HMRC SDLT: SDLTM33870 – Transfer of a chargeable interest from a partnership consisting wholly of bodies corporate – Example 3
Principles and Concepts of SDLTM33870
This section of the HMRC internal manual provides guidance on the transfer of a chargeable interest from a partnership consisting wholly of bodies corporate. It includes an example to illustrate the process.
- Explains the tax implications for partnerships made up of corporate bodies.
- Provides a detailed example to clarify the transfer process.
- Outlines the legal framework governing such transfers.
- Offers practical insights for applying the rules effectively.
Read the original guidance here:
HMRC SDLT: SDLTM33870 – Transfer of a chargeable interest from a partnership consisting wholly of bodies corporate – Example 3
SDLTM33870 – Transfer of a Chargeable Interest from a Partnership Consisting Wholly of Bodies Corporate – Example 3
This example is similar to example 1 found in SDLTM33850, but in this case, the property is transferred to Company X. Below, we discuss how to evaluate the transaction step by step.
Step One: Identify the Relevant Owners
The first step is to identify who the relevant owners are in the context of this transaction.
- Company X is a relevant owner. This is because, right after the transfer, Company X has a claim to a part of the chargeable interest. Before the transaction, Company X was linked to one of the partners in the partnership.
Step Two: Find the Corresponding Partners
Next, we must determine if there are any corresponding partners for Company X.
- In this case, there are no corresponding partners. Company X is not itself a partner in the partnership. Additionally, Company A and Company B, who are partners, are corporate bodies, not individuals. Therefore, the requirement in Step Two (b) is not satisfied.
Calculate the SLP
Since there are no corresponding partners, the SLP (Special Partnership Relief) equals zero. This means that the calculation moves forward without any adjustments related to partner interactions.
Chargeable Consideration Calculation
Since the relevant chargeable consideration for this transaction is based on the proportion of ownership, we need to check whether the lower proportion is less than 75 percent.
- In this instance, the lower proportion is indeed less than 75 percent. Therefore, Paragraph 24 does not apply.
This leads us to the chargeable consideration being 100% of the market value of the property involved. In this example, the market value is £5 million.
Group Relief Considerations
When dealing with situations like this, the availability of group relief can depend on the status of the partnership and specific rules outlined in paragraph 27 of the guidance. For more information on this, see SDLTM34360.

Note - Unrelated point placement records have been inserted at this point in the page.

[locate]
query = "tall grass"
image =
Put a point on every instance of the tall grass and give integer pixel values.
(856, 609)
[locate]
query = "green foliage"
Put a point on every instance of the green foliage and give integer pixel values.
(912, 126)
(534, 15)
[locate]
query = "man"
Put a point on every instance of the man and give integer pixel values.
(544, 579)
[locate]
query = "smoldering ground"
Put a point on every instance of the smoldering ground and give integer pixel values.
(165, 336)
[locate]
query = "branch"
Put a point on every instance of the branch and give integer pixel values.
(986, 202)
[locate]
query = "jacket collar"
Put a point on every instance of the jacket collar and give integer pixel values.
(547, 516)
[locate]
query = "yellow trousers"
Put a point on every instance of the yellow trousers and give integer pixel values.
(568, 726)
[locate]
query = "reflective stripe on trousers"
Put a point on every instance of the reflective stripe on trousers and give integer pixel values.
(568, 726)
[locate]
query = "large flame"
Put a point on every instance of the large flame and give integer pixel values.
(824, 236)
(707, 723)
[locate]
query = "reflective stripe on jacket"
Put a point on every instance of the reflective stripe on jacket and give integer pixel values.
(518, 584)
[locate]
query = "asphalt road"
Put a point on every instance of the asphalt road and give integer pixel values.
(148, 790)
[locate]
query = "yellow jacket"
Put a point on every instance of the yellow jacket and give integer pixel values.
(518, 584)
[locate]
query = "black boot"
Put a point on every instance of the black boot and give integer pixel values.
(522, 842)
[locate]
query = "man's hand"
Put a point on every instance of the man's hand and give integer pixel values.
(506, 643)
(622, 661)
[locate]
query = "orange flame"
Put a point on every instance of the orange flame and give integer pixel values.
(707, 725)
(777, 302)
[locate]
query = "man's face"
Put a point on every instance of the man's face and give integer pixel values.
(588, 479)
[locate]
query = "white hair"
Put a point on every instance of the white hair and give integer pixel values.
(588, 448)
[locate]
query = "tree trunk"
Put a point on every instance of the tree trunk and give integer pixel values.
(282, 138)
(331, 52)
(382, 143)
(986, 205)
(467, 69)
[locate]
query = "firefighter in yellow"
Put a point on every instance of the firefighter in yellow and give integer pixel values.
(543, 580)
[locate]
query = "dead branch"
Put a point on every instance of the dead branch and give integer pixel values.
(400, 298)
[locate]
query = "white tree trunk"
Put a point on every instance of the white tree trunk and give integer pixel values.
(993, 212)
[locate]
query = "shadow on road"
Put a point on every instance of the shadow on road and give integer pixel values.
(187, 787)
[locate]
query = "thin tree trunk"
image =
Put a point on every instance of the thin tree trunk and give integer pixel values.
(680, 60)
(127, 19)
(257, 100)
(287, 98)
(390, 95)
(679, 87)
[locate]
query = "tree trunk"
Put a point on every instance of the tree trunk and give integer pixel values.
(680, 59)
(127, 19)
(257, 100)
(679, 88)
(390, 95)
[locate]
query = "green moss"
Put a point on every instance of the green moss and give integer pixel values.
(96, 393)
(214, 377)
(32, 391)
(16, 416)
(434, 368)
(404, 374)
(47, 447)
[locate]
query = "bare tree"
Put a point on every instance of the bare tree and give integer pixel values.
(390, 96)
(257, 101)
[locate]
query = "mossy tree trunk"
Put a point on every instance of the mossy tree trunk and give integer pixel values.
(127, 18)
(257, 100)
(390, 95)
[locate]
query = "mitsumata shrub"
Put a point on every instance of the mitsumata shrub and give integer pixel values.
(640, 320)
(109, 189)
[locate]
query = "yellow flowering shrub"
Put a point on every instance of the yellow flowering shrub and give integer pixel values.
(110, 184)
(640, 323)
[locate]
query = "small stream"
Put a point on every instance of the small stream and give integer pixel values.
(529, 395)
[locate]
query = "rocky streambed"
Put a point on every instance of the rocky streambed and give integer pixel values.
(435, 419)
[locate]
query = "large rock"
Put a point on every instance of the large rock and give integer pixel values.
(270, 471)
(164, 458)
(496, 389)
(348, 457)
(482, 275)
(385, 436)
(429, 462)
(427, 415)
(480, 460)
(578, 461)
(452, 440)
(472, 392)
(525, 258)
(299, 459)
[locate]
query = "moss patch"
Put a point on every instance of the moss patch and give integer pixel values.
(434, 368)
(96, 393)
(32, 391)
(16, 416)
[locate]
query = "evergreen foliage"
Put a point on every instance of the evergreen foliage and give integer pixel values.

This example illustrates how the rules apply to a transfer involving corporate partners rather than individuals, affecting the considerations for both the transaction and any potential reliefs. Understanding these steps and the underlying concepts can help navigate the complexities of stamp duty land tax when dealing with corporate entities. It is important to assess both the chain of ownership and any qualifying factors in partnerships to determine tax liabilities appropriately.